Solution We need to solve the inequality:

\[ \solve{ x^4-9x^2& \gt & 0\\ x^2(x^2-9)& \gt & 0\\ x^2(x-3)(x+3)& \gt &0 } \]

Now that we have the factored polynomial, we use the standard inequality methods. In this case, I will create a table and use the sign changes of the terms to get our answer.

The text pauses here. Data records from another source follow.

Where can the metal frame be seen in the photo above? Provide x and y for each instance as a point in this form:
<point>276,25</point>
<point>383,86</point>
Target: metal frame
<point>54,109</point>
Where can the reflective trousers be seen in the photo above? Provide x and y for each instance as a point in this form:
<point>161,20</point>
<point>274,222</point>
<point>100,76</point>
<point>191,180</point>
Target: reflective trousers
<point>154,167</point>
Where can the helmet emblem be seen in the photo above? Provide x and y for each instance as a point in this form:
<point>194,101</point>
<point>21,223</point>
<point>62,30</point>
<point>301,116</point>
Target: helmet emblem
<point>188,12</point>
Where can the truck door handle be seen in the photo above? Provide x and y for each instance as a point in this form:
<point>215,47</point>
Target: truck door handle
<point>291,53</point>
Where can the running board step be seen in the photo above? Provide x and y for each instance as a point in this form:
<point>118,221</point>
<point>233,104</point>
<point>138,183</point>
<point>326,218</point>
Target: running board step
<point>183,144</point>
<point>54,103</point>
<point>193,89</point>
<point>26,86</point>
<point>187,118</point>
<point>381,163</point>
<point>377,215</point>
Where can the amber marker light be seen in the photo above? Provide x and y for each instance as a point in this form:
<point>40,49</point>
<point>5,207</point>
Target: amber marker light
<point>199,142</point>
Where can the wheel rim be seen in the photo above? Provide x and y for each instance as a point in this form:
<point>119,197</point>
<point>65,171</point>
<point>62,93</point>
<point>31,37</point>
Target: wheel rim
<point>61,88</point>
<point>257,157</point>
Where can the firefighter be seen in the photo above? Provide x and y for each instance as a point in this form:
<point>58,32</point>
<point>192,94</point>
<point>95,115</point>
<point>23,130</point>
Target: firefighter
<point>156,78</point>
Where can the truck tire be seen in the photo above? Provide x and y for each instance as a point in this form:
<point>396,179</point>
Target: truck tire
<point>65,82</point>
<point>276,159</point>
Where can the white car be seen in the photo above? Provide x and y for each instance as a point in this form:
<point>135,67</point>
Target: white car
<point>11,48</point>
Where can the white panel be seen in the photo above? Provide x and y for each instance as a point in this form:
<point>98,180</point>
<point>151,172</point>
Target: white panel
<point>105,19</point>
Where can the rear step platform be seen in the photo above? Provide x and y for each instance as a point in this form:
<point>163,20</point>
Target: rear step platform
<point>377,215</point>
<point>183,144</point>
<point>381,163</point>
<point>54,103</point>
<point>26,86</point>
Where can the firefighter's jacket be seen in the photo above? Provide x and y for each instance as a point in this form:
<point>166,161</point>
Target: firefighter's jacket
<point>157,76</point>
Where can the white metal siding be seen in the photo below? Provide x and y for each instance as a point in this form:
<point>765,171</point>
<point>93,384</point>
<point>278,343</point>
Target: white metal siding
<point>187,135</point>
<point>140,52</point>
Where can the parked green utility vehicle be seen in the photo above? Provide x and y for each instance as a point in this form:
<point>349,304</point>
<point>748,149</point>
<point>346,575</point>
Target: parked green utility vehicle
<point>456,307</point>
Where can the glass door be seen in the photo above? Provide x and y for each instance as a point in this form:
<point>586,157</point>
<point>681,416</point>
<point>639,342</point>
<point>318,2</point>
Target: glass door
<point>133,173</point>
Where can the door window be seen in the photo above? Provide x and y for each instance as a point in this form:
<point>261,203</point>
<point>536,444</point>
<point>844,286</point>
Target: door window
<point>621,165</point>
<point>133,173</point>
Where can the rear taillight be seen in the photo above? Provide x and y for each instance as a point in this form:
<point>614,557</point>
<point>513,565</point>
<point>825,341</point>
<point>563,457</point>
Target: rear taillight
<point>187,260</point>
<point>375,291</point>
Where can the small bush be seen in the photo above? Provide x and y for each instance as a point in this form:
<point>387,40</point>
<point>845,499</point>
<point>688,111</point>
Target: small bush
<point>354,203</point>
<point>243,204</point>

The zeros of the polynomial (from the above factors) are -3, 0, and 3.

\[ \begin{{array}}{ |c|c|c|c|c| } \hline &\left(-\infty, -3\right)&\left(-3,0\right)&\left(0,3\right) & \left(3,\infty\right)\\ \hline x^2&\mathbb{+}&\mathbb{+}&\mathbb{+}&\mathbb{+}\\ \hline x+3&\mathbb{-}&\mathbb{+}&\mathbb{+}&\mathbb{+}\\ \hline x-3&\mathbb{-}&\mathbb{-}&\mathbb{-}&\mathbb{+}\\ \hline &\downarrow&\downarrow&\downarrow&\downarrow \\ \hline \text{Result:}&\mathbb{+}&\mathbb{-}&\mathbb{-}&\mathbb{+}\\ \hline &{\color{{green}} \checkmark}&{\color{{red}} \times}&{\color{{red}} \times}&{\color{{green}} \checkmark} \\ \hline \end{{array}} \]

Thus, we can now clearly state with confidence that the polynomial is positive on the interval: \(\left(-\infty, -3\right)\cup\left(3,\infty\right)\).